Saat ini pun Santoso mengulurkan tangan pada ruam merah yang sudah mengabur pada pipi itu. Jika tak diamati bekasnya tak akan terlihat, tapi dalam jarak sedekat ini Santoso bisa melihat di sana memang terdapat bekas tamparan.

"Dan ini karena Pak RT?" Ruam merah yang tercipta pun ditunjuk, menyentuhnya dengan hati-hati agar Ari tak merasa kesakitan karena sentuhannya. "Kamu ditampar sama Pak RT kan?"

"Gak usah dibahas lagi." Ari kini menatap tenang cucian yang menumpuk di depan mereka. Dia tak ingin mengingat apa yang sudah terjadi antara dirinya dan Pak RT. Semua itu akan dia lupakan, tak ingin memperpanjang lagi.

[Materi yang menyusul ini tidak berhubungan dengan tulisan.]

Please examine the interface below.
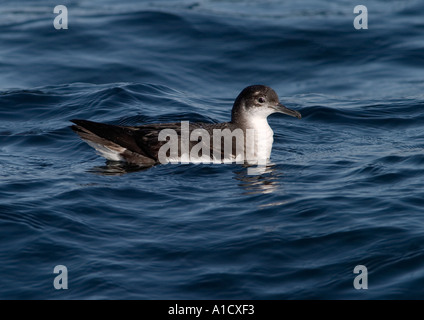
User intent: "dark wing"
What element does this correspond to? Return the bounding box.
[71,120,240,165]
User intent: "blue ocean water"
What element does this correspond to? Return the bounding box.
[0,0,424,299]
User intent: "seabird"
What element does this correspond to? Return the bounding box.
[71,85,302,167]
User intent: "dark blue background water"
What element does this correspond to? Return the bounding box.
[0,0,424,299]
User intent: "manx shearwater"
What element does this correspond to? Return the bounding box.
[71,85,301,166]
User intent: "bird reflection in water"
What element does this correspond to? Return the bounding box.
[234,163,282,194]
[88,161,282,194]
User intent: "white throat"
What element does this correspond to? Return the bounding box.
[246,114,274,160]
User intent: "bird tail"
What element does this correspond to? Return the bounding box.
[71,119,156,166]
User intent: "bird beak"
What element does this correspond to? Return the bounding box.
[274,103,302,119]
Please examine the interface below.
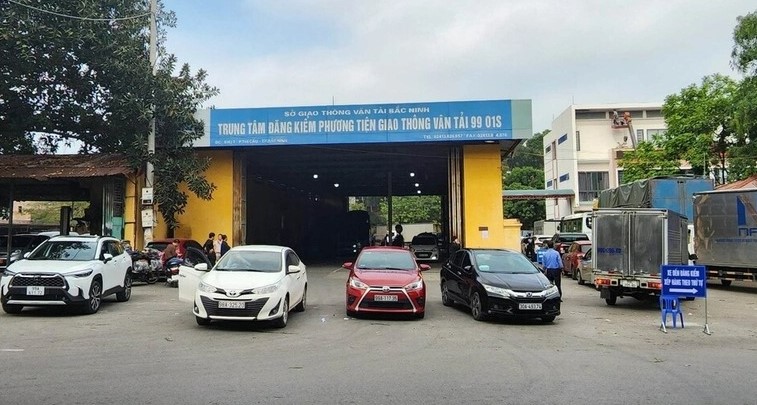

"Artinya jawabannya iya?" 

"Aku mau cuci baju dulu."

Santoso segera menahan pergelangan tangan itu untuk menghentikan.

"Kenapa Pak RT sampai tampar kamu? Itu karena masalah waktu itu?"

Santoso akui dia bukan ayah yang baik. Tapi mengetahui putranya mendapat kekerasan dia tak terima. Saat Santoso ingin memberikan yang terbaik pada buah hatinya, memberikan kenyamanan dan memperlakukannya dengan lembut. Orang lain justru bertindak ringan tangan pada salah satunya. Menampar Ari entah apa penyebabnya sampai terdapat ruam.

Tapi apapun itu Santoso tau semua ini bukanlah kesalahan putranya. Selama dia mengamati dan tinggal dengan mereka, kedua anaknya tak mungkin berlaku kurang ajar. Walaupun Ari tak sepandai Ina mengendalikan emosi, tapi putranya tak pernah melakukan sesuatu jika tak ada dorongan dari sekitar.

Lalu kesalahan apa yang dilakukan Ari sampai Pak RT bermain tangan pada putra bungsunya ini?

"Nak."

"Udahlah lupain aja, gak penting," final Ari.

"Itu penting buat Bapak. Kamu ditampar, gak mungkin Bapak diam aja kamu dikasarin, Nak." Wajah Santoso seketika menyendu, hatinya tergores mengetahui anaknya mendapat kekerasan.

Ari menghela nafas pelan. "Ini gak sakit, gak usah diperpanjang. Aku juga gak kenapa-napa. Aku juga udah lakuin hal sepadan sama Pak Burhan. Aku bukan Kak Ina, aku gak sesabar Kak Ina. Jadi gak perlu khawatir karena aku bisa balas orang yang main tangan sama aku."